Wine ●
TL;DR. This ingredient is used mainly as a skin-conditioning and astringent botanical ferment, adding mild toning, sensory, and antioxidant-supporting properties to formulas. It can also contribute a small solvent effect because of its natural alcohol content.
What does Wine do in a cosmetic formula?
This ingredient is used mainly as a skin-conditioning and astringent botanical ferment, adding mild toning, sensory, and antioxidant-supporting properties to formulas. It can also contribute a small solvent effect because of its natural alcohol content.
Is Wine clean?
From a clean-beauty perspective, this ingredient is generally acceptable and not a common restricted-list issue. The main watchpoint is comfort, since natural alcohols, acids, and aromatic trace compounds can feel drying or sting on reactive or freshly exfoliated skin.
Is Wine sustainable?
This material comes from an agricultural fermentation process and is expected to be readily biodegradable. Its footprint depends on farming inputs, irrigation, land use, and transport, with organic or lower-input sourcing improving its profile.
Is Wine COSMOS-approved?
It is generally compatible with COSMOS-natural and can fit COSMOS-organic when the agricultural source and processing meet the standard. It aligns reasonably well with Green Chemistry because it is renewable, fermented, water-compatible, and biodegradable, though cultivation impacts still matter.
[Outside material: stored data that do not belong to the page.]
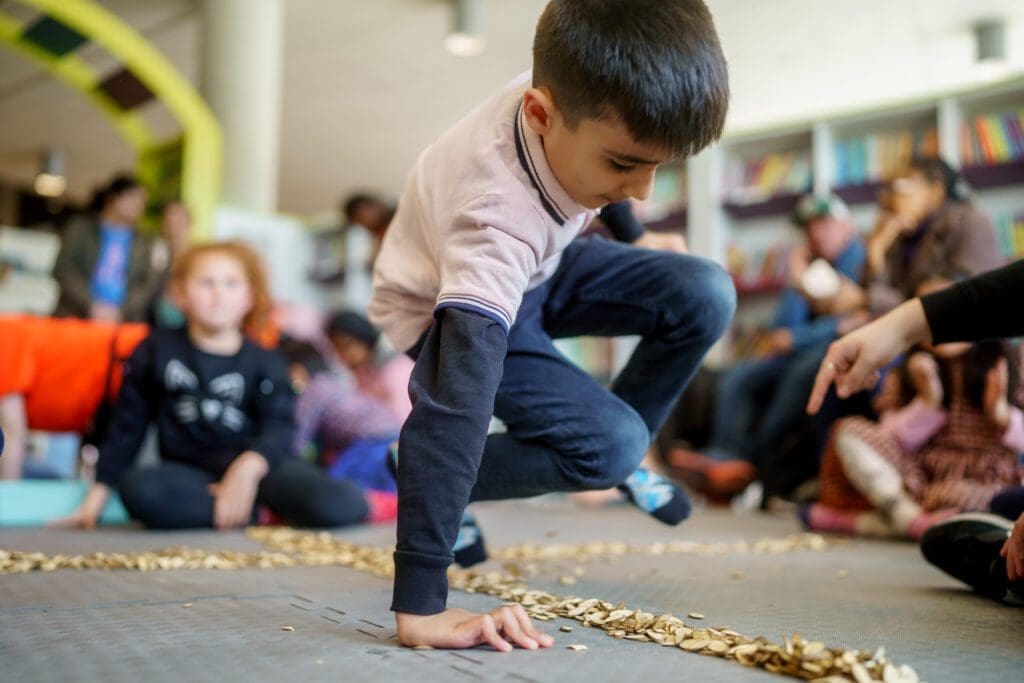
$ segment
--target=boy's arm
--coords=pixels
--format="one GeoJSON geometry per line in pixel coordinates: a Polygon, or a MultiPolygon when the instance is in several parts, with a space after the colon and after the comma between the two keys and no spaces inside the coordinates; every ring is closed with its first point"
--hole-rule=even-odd
{"type": "Polygon", "coordinates": [[[114,490],[117,490],[121,475],[135,461],[153,419],[157,393],[152,380],[153,363],[153,337],[150,336],[125,362],[114,417],[99,449],[96,481],[114,490]]]}
{"type": "Polygon", "coordinates": [[[445,609],[452,546],[476,482],[506,349],[497,321],[454,307],[437,312],[423,341],[399,442],[396,612],[445,609]]]}
{"type": "Polygon", "coordinates": [[[391,609],[406,646],[550,647],[520,605],[488,614],[445,609],[452,545],[487,438],[507,348],[504,327],[448,307],[436,313],[409,388],[413,409],[398,466],[398,547],[391,609]]]}

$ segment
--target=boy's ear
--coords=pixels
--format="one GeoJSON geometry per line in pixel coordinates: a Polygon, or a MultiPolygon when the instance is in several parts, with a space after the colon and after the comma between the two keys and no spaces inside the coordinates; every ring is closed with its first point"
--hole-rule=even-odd
{"type": "Polygon", "coordinates": [[[547,135],[554,125],[558,108],[547,86],[530,88],[523,95],[523,115],[526,125],[537,135],[547,135]]]}

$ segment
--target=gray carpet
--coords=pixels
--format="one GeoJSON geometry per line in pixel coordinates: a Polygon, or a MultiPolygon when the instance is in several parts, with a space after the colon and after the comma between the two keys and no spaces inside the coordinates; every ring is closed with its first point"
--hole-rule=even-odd
{"type": "MultiPolygon", "coordinates": [[[[579,509],[555,499],[476,506],[493,546],[523,541],[733,541],[797,531],[789,519],[702,511],[679,528],[632,508],[579,509]]],[[[338,532],[387,545],[388,526],[338,532]]],[[[170,545],[256,550],[241,533],[0,530],[0,547],[48,553],[170,545]]],[[[786,555],[674,555],[541,567],[531,585],[598,597],[773,640],[795,632],[830,645],[884,645],[931,683],[1024,680],[1024,610],[975,597],[929,567],[915,546],[855,541],[786,555]]],[[[617,641],[592,629],[559,633],[541,652],[413,651],[397,646],[390,586],[339,568],[105,572],[0,576],[3,681],[768,681],[712,657],[617,641]],[[184,608],[184,603],[192,603],[184,608]],[[294,631],[283,631],[281,626],[294,631]],[[584,644],[585,652],[567,650],[584,644]]],[[[453,593],[486,610],[493,598],[453,593]]]]}

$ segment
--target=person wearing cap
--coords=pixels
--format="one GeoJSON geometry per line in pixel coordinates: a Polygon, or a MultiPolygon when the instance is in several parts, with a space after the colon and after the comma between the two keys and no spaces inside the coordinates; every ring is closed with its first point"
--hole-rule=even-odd
{"type": "Polygon", "coordinates": [[[412,359],[381,348],[380,330],[355,311],[338,311],[331,315],[326,333],[339,360],[355,376],[359,390],[383,401],[398,423],[404,422],[412,410],[409,399],[412,359]]]}
{"type": "Polygon", "coordinates": [[[807,195],[793,212],[805,243],[789,261],[782,293],[766,335],[766,357],[726,371],[715,399],[712,435],[704,453],[676,448],[676,474],[713,498],[739,493],[757,465],[804,419],[804,404],[828,344],[866,322],[862,311],[829,311],[860,280],[864,245],[836,196],[807,195]]]}

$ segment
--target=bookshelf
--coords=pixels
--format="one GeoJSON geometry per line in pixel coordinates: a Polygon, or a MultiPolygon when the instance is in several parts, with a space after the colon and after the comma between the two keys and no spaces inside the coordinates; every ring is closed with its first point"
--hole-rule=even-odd
{"type": "MultiPolygon", "coordinates": [[[[914,153],[938,153],[961,168],[974,202],[993,219],[1003,253],[1024,257],[1024,75],[731,133],[690,159],[687,239],[695,253],[733,273],[737,328],[765,324],[774,312],[783,286],[777,266],[802,240],[789,216],[804,191],[838,194],[866,234],[879,189],[914,153]],[[789,174],[779,170],[783,164],[789,174]]],[[[723,344],[712,362],[729,356],[723,344]]]]}

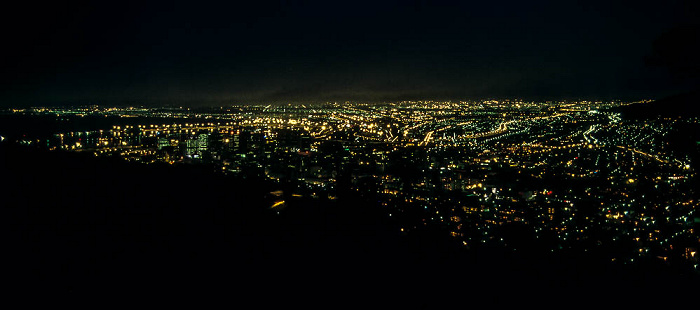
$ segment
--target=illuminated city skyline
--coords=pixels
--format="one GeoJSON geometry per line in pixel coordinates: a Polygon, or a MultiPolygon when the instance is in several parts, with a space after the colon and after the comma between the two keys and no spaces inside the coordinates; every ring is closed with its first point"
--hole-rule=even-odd
{"type": "Polygon", "coordinates": [[[614,245],[618,251],[606,254],[612,263],[676,256],[676,264],[697,270],[698,150],[663,141],[699,120],[617,112],[649,104],[88,106],[5,115],[105,124],[10,137],[20,145],[141,164],[203,165],[271,182],[278,189],[268,208],[277,214],[287,212],[290,201],[332,201],[350,190],[377,201],[400,233],[437,225],[448,230],[441,238],[468,249],[483,243],[523,250],[524,244],[494,239],[503,227],[522,224],[533,240],[548,240],[545,250],[614,245]]]}

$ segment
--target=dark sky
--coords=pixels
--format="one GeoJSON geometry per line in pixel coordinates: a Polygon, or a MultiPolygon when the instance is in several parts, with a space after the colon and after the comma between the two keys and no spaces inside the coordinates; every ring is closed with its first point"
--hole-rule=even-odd
{"type": "Polygon", "coordinates": [[[2,10],[0,106],[638,99],[694,1],[53,1],[2,10]]]}

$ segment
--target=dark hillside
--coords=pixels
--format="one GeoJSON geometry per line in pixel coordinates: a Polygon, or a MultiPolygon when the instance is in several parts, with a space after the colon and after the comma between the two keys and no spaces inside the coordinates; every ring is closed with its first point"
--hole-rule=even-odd
{"type": "Polygon", "coordinates": [[[609,266],[589,253],[542,253],[523,227],[500,234],[532,244],[525,253],[466,251],[439,227],[400,235],[397,223],[352,193],[291,200],[278,214],[270,208],[275,186],[202,166],[8,144],[0,146],[0,163],[5,279],[18,293],[213,295],[261,305],[378,300],[419,309],[460,298],[560,301],[592,287],[687,281],[656,267],[609,266]]]}

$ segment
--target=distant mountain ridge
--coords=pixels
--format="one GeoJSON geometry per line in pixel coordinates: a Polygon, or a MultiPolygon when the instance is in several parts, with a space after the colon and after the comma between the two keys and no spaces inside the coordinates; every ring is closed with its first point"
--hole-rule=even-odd
{"type": "Polygon", "coordinates": [[[612,109],[629,118],[700,116],[700,90],[612,109]]]}

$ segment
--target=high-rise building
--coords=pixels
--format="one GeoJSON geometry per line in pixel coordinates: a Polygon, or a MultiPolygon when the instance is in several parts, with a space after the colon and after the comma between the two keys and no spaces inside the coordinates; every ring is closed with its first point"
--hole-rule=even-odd
{"type": "Polygon", "coordinates": [[[158,150],[170,146],[170,140],[167,138],[158,138],[158,150]]]}
{"type": "Polygon", "coordinates": [[[199,134],[197,137],[197,151],[199,151],[200,154],[203,152],[207,151],[209,146],[209,135],[202,133],[199,134]]]}
{"type": "Polygon", "coordinates": [[[195,139],[187,139],[185,141],[185,155],[195,155],[199,149],[199,143],[195,139]]]}

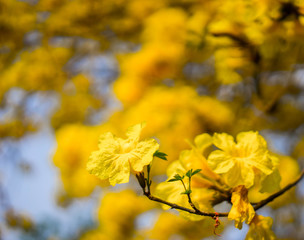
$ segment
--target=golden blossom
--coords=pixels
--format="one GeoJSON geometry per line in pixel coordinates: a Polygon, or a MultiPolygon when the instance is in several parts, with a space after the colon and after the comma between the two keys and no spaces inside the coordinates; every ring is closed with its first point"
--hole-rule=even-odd
{"type": "Polygon", "coordinates": [[[236,139],[234,142],[226,133],[215,133],[213,144],[219,150],[209,155],[208,164],[215,173],[222,175],[228,186],[245,185],[248,189],[257,174],[264,177],[272,174],[277,169],[278,159],[269,153],[265,139],[258,132],[242,132],[236,139]]]}
{"type": "Polygon", "coordinates": [[[127,139],[116,137],[111,132],[99,139],[99,150],[92,152],[87,170],[100,179],[109,179],[111,185],[129,181],[130,171],[141,172],[150,164],[153,154],[159,148],[155,139],[139,141],[144,124],[130,127],[127,139]]]}

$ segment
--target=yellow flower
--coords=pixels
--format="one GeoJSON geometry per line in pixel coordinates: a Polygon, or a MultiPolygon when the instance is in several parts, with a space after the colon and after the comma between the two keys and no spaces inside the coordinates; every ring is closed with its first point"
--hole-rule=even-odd
{"type": "Polygon", "coordinates": [[[87,170],[100,179],[109,179],[111,185],[129,181],[131,169],[140,172],[151,163],[159,148],[155,139],[139,141],[144,124],[127,130],[127,139],[118,138],[111,132],[100,136],[99,150],[92,152],[87,170]]]}
{"type": "Polygon", "coordinates": [[[229,220],[235,220],[235,227],[242,229],[242,222],[247,224],[251,222],[255,211],[248,201],[248,190],[244,185],[236,187],[231,197],[232,208],[228,214],[229,220]]]}
{"type": "Polygon", "coordinates": [[[271,231],[272,218],[255,215],[249,227],[245,240],[274,240],[276,236],[271,231]]]}
{"type": "Polygon", "coordinates": [[[222,174],[230,187],[250,188],[256,173],[272,174],[278,160],[268,152],[266,141],[258,132],[242,132],[236,139],[237,143],[228,134],[214,134],[213,144],[220,150],[209,155],[208,164],[215,173],[222,174]]]}
{"type": "Polygon", "coordinates": [[[184,150],[180,154],[179,161],[185,169],[202,169],[200,174],[195,175],[192,180],[195,187],[210,187],[212,180],[219,179],[219,176],[208,166],[205,157],[211,145],[212,137],[208,133],[203,133],[195,137],[191,150],[184,150]]]}

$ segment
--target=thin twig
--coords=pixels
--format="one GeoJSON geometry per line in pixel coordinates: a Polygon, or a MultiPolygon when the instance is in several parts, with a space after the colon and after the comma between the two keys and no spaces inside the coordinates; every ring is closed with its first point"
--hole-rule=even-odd
{"type": "Polygon", "coordinates": [[[150,200],[152,200],[154,202],[159,202],[159,203],[168,205],[169,207],[171,207],[173,209],[182,210],[184,212],[192,213],[192,214],[195,214],[195,215],[207,216],[207,217],[214,217],[214,216],[227,217],[228,216],[228,213],[215,213],[215,212],[207,213],[207,212],[202,212],[202,211],[200,211],[198,209],[195,211],[195,210],[192,210],[190,208],[179,206],[179,205],[177,205],[175,203],[167,202],[167,201],[162,200],[162,199],[160,199],[158,197],[154,197],[149,192],[144,192],[144,195],[147,196],[150,200]]]}
{"type": "Polygon", "coordinates": [[[193,208],[193,210],[194,210],[196,213],[197,213],[197,212],[200,212],[200,210],[198,210],[198,209],[196,208],[196,206],[194,205],[194,203],[192,202],[192,199],[191,199],[191,197],[190,197],[190,193],[187,194],[187,197],[188,197],[188,202],[189,202],[190,206],[193,208]]]}
{"type": "MultiPolygon", "coordinates": [[[[283,193],[285,193],[286,191],[288,191],[290,188],[294,187],[298,182],[300,182],[302,180],[302,178],[304,177],[304,170],[302,170],[300,176],[292,183],[288,184],[286,187],[284,187],[283,189],[281,189],[280,191],[272,194],[271,196],[269,196],[268,198],[258,202],[255,204],[254,206],[254,210],[257,211],[258,209],[264,207],[266,204],[268,204],[269,202],[273,201],[274,199],[276,199],[277,197],[281,196],[283,193]]],[[[163,199],[160,199],[158,197],[154,197],[150,190],[148,189],[148,191],[145,190],[145,188],[143,188],[143,194],[148,197],[150,200],[154,201],[154,202],[159,202],[159,203],[162,203],[162,204],[165,204],[169,207],[171,207],[172,209],[178,209],[178,210],[181,210],[181,211],[184,211],[184,212],[188,212],[188,213],[191,213],[191,214],[195,214],[195,215],[200,215],[200,216],[207,216],[207,217],[228,217],[228,214],[229,213],[216,213],[216,212],[202,212],[200,211],[199,209],[197,209],[194,204],[192,203],[192,200],[191,198],[189,197],[188,195],[188,200],[189,200],[189,203],[191,205],[191,207],[193,209],[190,209],[190,208],[186,208],[186,207],[182,207],[182,206],[179,206],[175,203],[170,203],[170,202],[167,202],[163,199]]],[[[254,204],[254,203],[251,203],[251,204],[254,204]]]]}

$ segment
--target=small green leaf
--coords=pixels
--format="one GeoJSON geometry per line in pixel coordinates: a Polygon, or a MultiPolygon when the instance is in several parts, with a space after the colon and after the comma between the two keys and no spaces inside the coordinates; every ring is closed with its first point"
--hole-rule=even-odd
{"type": "Polygon", "coordinates": [[[178,173],[174,175],[174,178],[171,178],[167,182],[175,182],[175,181],[181,181],[184,179],[185,176],[181,176],[178,173]]]}
{"type": "Polygon", "coordinates": [[[200,171],[202,171],[202,169],[196,169],[196,170],[194,170],[194,171],[192,172],[192,176],[195,175],[195,174],[197,174],[197,173],[199,173],[200,171]]]}
{"type": "Polygon", "coordinates": [[[186,176],[187,177],[192,177],[192,169],[188,170],[188,172],[186,172],[186,176]]]}
{"type": "Polygon", "coordinates": [[[174,175],[174,178],[177,179],[177,180],[182,180],[182,179],[184,179],[184,177],[185,176],[181,176],[178,173],[174,175]]]}
{"type": "Polygon", "coordinates": [[[180,179],[171,178],[171,179],[169,179],[167,182],[176,182],[176,181],[180,181],[180,179]]]}
{"type": "Polygon", "coordinates": [[[184,191],[184,192],[182,192],[181,194],[190,194],[190,193],[192,193],[192,191],[191,190],[186,190],[186,191],[184,191]]]}
{"type": "Polygon", "coordinates": [[[160,152],[158,150],[153,154],[153,157],[158,157],[160,159],[167,161],[166,156],[168,156],[166,153],[160,152]]]}

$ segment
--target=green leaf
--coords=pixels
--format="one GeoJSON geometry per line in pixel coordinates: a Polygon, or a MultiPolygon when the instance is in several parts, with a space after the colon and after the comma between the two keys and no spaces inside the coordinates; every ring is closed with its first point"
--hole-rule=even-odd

How does Wine work chemically?
This material is a complex aqueous ferment containing water, ethanol, organic acids, sugars, minerals, and phenolic compounds such as tannins and flavonoids. It is typically used at low formula percentages for skin feel and label value, and formulators account for its acidity, color, odor, and alcohol contribution when setting final pH and preservative systems.